Training a Population of Reinforcement Learning Agents
King's College London
University College London
Recent advances in multiagent reinforcement learning have seen the introduction of a new learning paradigm that revolves around population-based training. The idea is to consider the structure of games not at the micro-level of individual actions, but at the meta-level of the which agent to train against for any given game or situation. A typical framework of population-based training is Policy Space Response Oracle (PSRO) method where, at each iteration, a new RL agent is discovered as the best response to a Nash mixture of agents from the opponent populations. PSRO methods can provably converge to Nash, correlated and coarse correlated equilibria in N-player games; particularly, they have showed remarkable performance on solving large-scale zero-sum games. In this tutorial, I will introduce the basic idea of PSRO methods, the necessity of using PSRO methods in solving real-world games such as Chess, the recent results on solving N-player games and mean-field games, and how to promote behavioral diversity during PSRO training. At last, I will introduce a meta-PSRO framework named Neural Auto-Curricula where we make AI learning to learn a PSRO-like solution algorithm purely from data.
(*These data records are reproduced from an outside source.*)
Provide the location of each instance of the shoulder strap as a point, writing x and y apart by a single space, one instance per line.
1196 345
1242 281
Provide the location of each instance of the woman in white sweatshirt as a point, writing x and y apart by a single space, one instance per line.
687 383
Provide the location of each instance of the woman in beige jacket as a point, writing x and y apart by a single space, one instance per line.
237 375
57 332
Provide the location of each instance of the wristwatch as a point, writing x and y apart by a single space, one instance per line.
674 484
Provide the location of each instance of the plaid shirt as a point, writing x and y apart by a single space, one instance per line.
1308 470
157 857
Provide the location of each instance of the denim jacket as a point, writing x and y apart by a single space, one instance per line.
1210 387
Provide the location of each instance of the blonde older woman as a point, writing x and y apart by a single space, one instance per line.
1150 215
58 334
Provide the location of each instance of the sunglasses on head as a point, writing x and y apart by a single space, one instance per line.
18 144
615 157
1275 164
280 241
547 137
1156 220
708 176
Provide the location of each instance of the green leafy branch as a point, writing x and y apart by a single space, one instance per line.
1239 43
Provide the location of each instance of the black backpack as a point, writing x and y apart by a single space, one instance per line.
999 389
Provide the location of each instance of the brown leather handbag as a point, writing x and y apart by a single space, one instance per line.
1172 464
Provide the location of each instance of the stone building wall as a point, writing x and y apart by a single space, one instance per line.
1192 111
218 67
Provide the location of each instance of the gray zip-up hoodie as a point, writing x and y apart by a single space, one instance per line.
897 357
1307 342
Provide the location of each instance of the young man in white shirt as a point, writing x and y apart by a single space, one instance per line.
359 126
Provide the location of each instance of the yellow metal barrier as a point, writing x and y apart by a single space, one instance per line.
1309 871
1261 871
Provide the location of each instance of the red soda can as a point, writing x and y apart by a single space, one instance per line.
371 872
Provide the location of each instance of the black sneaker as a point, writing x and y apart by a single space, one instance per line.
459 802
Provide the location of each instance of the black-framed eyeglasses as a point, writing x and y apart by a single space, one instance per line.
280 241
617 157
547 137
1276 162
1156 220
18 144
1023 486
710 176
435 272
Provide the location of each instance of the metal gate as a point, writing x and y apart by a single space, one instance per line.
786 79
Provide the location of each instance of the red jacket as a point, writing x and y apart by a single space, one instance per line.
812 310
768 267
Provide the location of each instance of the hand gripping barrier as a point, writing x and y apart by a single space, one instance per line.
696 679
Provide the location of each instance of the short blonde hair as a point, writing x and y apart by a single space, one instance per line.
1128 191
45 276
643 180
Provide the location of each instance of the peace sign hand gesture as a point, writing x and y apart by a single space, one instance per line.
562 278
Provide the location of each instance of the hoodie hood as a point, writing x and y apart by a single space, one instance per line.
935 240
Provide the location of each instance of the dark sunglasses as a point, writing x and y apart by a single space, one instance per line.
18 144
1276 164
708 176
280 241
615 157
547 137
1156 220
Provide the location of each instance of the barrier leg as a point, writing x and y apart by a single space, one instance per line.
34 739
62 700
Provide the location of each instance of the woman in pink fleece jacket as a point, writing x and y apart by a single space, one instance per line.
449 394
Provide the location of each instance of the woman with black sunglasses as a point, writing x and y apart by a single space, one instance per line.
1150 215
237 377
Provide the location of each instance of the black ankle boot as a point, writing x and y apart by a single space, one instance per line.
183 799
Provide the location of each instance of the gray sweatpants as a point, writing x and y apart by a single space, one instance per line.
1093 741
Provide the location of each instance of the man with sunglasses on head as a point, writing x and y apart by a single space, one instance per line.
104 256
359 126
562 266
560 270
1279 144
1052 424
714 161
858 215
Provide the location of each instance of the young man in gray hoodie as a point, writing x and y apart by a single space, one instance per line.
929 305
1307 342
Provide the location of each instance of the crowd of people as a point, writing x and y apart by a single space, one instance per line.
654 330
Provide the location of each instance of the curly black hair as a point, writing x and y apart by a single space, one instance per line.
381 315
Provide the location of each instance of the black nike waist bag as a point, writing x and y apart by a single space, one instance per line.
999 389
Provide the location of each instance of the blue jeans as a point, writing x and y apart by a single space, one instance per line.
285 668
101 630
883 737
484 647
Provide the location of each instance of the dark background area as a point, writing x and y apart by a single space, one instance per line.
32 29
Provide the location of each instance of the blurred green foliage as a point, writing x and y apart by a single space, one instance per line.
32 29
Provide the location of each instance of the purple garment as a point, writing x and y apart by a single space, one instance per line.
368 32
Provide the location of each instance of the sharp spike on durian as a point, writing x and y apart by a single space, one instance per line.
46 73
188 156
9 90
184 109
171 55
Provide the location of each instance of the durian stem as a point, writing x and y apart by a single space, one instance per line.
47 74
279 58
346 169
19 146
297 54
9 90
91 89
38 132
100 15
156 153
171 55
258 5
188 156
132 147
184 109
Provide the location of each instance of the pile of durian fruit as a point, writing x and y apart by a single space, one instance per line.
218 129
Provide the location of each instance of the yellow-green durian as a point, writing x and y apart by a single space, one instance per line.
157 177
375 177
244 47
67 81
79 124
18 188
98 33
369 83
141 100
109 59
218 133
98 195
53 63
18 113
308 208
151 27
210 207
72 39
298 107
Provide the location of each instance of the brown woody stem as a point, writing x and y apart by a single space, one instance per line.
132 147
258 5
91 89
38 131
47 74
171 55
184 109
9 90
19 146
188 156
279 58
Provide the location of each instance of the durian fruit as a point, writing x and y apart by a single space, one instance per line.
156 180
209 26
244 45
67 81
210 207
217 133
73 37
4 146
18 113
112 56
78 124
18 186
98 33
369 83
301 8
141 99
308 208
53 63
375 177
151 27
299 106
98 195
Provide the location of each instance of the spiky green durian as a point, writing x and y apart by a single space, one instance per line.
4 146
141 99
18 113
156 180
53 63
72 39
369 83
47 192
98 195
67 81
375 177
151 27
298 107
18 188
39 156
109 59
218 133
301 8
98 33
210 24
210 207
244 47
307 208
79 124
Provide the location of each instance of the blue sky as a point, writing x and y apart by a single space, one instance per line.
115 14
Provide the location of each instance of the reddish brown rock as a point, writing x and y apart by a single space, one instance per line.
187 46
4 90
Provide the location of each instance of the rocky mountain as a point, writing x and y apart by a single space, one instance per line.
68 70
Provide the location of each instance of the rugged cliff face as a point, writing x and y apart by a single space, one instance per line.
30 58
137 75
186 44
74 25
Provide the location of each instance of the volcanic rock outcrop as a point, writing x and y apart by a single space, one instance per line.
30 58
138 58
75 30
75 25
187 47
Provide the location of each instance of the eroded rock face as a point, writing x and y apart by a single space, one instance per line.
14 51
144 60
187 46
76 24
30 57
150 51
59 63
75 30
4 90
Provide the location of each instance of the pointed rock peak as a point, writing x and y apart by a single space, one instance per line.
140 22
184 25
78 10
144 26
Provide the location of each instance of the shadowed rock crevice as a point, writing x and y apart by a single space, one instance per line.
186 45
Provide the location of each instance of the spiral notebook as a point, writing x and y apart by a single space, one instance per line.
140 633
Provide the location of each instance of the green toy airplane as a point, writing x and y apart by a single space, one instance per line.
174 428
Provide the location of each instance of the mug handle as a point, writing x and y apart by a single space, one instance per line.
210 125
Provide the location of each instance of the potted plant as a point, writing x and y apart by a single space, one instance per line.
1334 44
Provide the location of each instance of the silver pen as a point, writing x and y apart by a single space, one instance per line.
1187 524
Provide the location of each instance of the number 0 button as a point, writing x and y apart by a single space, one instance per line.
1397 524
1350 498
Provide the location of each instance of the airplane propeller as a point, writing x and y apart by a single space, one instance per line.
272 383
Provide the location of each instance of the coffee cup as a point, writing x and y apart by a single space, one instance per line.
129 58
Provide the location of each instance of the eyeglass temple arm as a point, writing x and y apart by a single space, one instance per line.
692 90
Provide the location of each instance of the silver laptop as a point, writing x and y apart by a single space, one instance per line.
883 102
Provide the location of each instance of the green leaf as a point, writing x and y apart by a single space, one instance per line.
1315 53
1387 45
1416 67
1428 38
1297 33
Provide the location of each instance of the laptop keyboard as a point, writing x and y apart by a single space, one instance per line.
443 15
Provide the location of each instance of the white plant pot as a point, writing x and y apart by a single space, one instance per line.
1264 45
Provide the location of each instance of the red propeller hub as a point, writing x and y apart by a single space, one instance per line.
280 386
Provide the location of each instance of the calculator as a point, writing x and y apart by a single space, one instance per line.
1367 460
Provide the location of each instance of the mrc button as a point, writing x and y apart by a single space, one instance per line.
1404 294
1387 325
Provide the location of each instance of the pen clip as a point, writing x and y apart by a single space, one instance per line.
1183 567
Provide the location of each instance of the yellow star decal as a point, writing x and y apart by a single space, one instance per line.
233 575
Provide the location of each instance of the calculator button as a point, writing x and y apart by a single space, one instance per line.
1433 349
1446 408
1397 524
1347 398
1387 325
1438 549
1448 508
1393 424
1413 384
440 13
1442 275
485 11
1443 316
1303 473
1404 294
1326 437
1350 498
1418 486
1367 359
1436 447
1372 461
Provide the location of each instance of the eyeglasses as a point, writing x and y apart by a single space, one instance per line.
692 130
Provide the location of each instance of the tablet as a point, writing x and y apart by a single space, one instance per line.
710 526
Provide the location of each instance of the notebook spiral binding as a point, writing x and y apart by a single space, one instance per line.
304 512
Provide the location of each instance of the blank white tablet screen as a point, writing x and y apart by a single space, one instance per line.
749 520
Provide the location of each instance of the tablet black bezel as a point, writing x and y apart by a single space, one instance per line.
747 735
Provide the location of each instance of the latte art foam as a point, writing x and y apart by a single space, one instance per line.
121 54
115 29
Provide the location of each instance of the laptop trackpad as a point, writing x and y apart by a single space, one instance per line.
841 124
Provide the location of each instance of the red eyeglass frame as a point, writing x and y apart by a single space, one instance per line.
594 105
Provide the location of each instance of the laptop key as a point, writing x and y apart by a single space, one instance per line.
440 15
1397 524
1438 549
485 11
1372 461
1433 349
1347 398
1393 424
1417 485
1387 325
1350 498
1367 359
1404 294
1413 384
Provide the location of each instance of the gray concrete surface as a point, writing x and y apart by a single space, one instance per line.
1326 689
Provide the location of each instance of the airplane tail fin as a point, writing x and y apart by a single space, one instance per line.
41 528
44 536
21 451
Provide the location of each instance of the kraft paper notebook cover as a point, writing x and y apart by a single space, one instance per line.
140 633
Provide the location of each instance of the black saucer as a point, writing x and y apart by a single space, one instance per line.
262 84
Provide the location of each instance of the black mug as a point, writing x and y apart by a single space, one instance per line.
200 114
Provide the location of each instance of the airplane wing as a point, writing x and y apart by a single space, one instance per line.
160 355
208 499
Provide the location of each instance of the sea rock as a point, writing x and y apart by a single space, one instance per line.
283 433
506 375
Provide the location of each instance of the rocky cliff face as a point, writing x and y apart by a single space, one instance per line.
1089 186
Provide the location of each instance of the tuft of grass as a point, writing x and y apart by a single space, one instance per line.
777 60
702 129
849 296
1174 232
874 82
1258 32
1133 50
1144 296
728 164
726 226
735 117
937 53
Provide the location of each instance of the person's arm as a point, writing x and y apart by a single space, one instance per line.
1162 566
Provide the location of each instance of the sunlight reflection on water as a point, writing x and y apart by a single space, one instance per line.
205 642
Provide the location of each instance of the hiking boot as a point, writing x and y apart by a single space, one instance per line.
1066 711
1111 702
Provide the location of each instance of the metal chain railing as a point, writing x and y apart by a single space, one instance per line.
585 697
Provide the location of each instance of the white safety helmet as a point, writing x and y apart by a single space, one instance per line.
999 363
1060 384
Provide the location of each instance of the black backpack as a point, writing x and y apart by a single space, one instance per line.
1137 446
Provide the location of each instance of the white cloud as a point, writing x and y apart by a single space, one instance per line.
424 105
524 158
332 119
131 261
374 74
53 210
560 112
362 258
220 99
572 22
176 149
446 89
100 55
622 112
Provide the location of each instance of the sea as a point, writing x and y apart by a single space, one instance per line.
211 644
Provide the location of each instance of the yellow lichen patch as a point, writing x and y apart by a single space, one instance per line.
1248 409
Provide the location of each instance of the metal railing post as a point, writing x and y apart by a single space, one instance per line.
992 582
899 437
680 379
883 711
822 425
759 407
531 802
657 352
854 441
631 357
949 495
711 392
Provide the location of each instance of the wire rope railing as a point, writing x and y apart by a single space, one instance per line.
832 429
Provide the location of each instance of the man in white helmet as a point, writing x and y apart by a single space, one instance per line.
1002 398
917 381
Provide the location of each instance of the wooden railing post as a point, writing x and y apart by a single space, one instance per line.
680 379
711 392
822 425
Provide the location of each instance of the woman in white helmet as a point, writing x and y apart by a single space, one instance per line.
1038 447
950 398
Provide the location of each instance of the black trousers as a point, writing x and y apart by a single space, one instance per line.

Yaodong is a machine learning researcher with ten-year working experience in both academia and industry of finance/high-tech companies. Currently, he is an assistant professor at King's College London. His research is about reinforcement learning and multi-agent systems. He has maintained a track record of more than forty publications at top conferences/journals, along with the best system paper award at CoRL 2020 (first author) and the best blue-sky paper award at AAMAS 2021 (first author). Before KCL, he was a principal research scientist at Huawei UK where he headed the multi-agent system team in London, working on autonomous driving applications. Before Huawei, he was a senior research manager at AIG, working on AI applications in finance. He holds a Ph.D. degree from University College London, an M.Sc. degree from Imperial College London and a Bachelor degree from University of Science and Technology of China.
Oliver Slumbers is a second-year PhD student at University College London (UCL) under the supervision of Dr. Jun Wang. His research is on multi-agent systems and reinforcement learning, specifically with applications of Game Theory to population-based methods. Before beginning his PhD, Oliver received a BSc in Economics from the University of Warwick, and an MSc in Computational Statistics and Machine Learning from UCL. He has first-author publications in top-tier conferences NeurIPS and ICML, and helped co-author the best blue-sky paper at AAMAS 2021.